US gun safety campaigners have expressed their anger over Congress' failure to regulate the manufacture of 3-D printed guns.
Following a multi-year legal battle, the federal government last month entered into a settlement with Defense Distributed founder, Cody Wilson.
Mr Wilson rose to fame after manufacturing the the first fully 3-D printed pistol in 2013, when he was just 25. Within days of publication, Mr Wilson's design files had been downloaded more than 100,000 times.
The settlement allows Mr Wilson to publish his arsenal of fire arm blueprints online from 1 August. With no serial numbers the blueprints are nearly impossible to trace, gun-control campaigners have warned.
A federal judge has since rejected an emergency injunction brought forward by gun-control groups.
One campaigner outraged by law-makers' acquiescence was Fred Guttenberg, whose 14-year-old daughter was killed in the Stoneman Douglas High School shooting in Parkland, Florida.

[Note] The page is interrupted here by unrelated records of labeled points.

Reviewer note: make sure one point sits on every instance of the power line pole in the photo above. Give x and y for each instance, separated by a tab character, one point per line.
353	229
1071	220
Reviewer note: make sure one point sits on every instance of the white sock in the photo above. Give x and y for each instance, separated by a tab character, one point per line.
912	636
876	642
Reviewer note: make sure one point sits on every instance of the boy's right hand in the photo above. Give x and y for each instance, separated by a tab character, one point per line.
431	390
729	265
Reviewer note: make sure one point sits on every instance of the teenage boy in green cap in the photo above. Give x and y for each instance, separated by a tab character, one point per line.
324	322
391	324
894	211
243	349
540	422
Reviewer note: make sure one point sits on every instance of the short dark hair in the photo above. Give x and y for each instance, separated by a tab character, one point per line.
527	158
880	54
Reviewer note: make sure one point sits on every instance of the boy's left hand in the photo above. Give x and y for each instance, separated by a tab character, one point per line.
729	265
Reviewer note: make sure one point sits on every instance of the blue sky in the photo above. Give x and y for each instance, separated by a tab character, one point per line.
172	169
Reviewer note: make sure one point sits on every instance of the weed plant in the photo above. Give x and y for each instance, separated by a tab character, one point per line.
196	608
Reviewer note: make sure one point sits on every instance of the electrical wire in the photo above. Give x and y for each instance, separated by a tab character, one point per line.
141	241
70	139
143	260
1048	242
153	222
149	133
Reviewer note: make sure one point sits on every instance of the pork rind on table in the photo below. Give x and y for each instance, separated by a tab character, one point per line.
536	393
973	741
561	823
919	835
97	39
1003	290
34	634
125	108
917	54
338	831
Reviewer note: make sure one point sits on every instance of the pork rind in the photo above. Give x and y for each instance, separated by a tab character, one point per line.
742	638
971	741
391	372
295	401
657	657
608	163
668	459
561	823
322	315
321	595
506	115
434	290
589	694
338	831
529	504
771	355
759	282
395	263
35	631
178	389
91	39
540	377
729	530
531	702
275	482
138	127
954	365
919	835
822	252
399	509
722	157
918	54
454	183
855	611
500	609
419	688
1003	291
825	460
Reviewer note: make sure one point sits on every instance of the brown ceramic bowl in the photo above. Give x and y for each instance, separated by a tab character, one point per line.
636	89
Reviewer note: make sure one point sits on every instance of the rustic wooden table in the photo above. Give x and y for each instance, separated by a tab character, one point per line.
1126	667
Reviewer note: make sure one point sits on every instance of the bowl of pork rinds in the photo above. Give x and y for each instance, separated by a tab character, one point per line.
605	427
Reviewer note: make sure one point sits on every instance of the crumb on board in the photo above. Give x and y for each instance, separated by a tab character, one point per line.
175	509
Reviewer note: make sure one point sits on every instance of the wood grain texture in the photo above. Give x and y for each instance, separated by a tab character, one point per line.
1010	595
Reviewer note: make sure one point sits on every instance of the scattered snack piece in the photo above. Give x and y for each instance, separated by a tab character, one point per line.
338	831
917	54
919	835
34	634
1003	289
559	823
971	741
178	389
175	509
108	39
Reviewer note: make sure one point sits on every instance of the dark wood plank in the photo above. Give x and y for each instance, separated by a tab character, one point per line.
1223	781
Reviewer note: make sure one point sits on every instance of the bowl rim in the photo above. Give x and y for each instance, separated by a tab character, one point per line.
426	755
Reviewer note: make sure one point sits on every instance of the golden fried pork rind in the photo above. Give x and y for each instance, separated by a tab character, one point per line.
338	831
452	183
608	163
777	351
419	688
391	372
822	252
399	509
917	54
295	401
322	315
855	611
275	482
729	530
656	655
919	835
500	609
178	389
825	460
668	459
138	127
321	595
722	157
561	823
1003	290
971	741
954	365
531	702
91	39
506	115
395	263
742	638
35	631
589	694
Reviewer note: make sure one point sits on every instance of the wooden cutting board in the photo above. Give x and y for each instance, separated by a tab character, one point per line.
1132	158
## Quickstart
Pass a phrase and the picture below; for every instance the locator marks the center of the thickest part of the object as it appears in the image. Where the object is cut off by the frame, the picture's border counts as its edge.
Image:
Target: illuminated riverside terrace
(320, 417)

"I don't know how we got to this place and no one was paying attention," Mr Guttenberg lamented. "This is the safety of this country and its citizens who are now at risk in their offices, in courthouses and on airplanes."
Democratic senator for New York, Charles "Chuck" Schumer, was equally as critical of Congress' inaction.

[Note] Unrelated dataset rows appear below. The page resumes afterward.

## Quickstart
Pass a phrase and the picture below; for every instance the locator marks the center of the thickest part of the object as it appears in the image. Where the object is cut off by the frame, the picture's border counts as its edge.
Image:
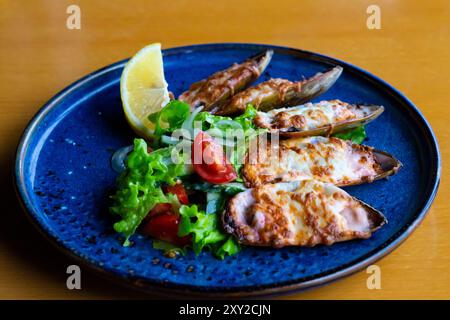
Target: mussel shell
(376, 218)
(310, 88)
(376, 111)
(388, 164)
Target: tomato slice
(179, 191)
(165, 227)
(210, 162)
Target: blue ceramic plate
(63, 176)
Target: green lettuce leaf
(205, 231)
(356, 135)
(139, 186)
(229, 247)
(169, 118)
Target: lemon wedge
(143, 88)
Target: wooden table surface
(39, 56)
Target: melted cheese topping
(304, 213)
(310, 116)
(326, 159)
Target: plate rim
(284, 287)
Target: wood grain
(39, 57)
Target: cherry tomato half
(210, 162)
(165, 227)
(179, 191)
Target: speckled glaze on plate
(63, 178)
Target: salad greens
(139, 186)
(206, 232)
(233, 134)
(356, 135)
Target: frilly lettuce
(205, 231)
(139, 187)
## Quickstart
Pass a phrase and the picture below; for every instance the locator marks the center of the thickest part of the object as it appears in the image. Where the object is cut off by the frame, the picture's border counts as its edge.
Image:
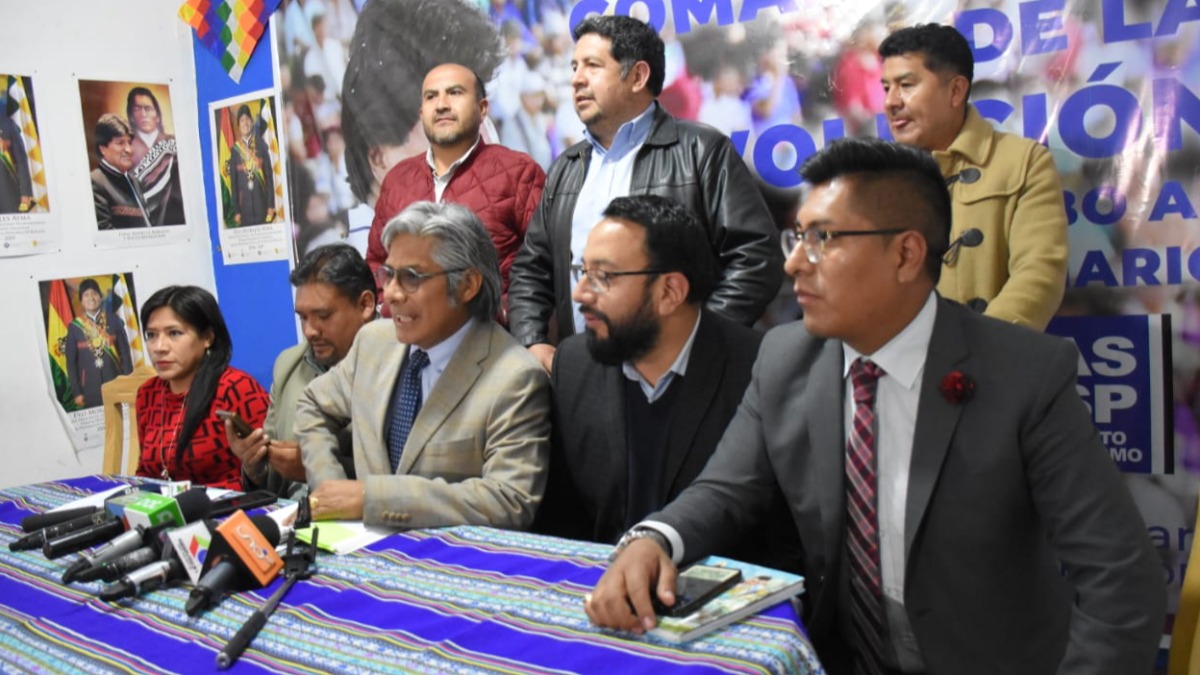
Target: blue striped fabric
(460, 599)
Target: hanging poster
(91, 335)
(27, 222)
(133, 162)
(251, 204)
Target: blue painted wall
(256, 299)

"Ghost guns are as scary as they sound – a terrorist, someone who is mentally ill, a spousal abuser, or a felon can essentially open a gun factory in their garage. No background check, no training," he said.
Five other Democratic senators – Edward Markey, Bill Nelson, Richard Blumenthal, Chris Murphy, and Dianne Feinstein – have sent a letter to Attorney General Jeff Sessions, demanding he explain the government's decision to settle.
Senator Nelson also plans to introduce a bill that would prohibit online publication of any digital file that can be downloaded or programmed to print a 3-D gun part.
"All the letters are nice, but they do nothing," Mr Guttenberg reflected. "At 12:01 on the 1st of August, it's going to be too late."
The Department of Justice declined to comment.
"Once the plans are up on the Internet, it's impossible to un-ring the bell," said Jonathan Lowy, vice president of litigation at the Brady Center, a Washington-based gun-control campaign group. "The genie is out of the bottle and you can't put it back in."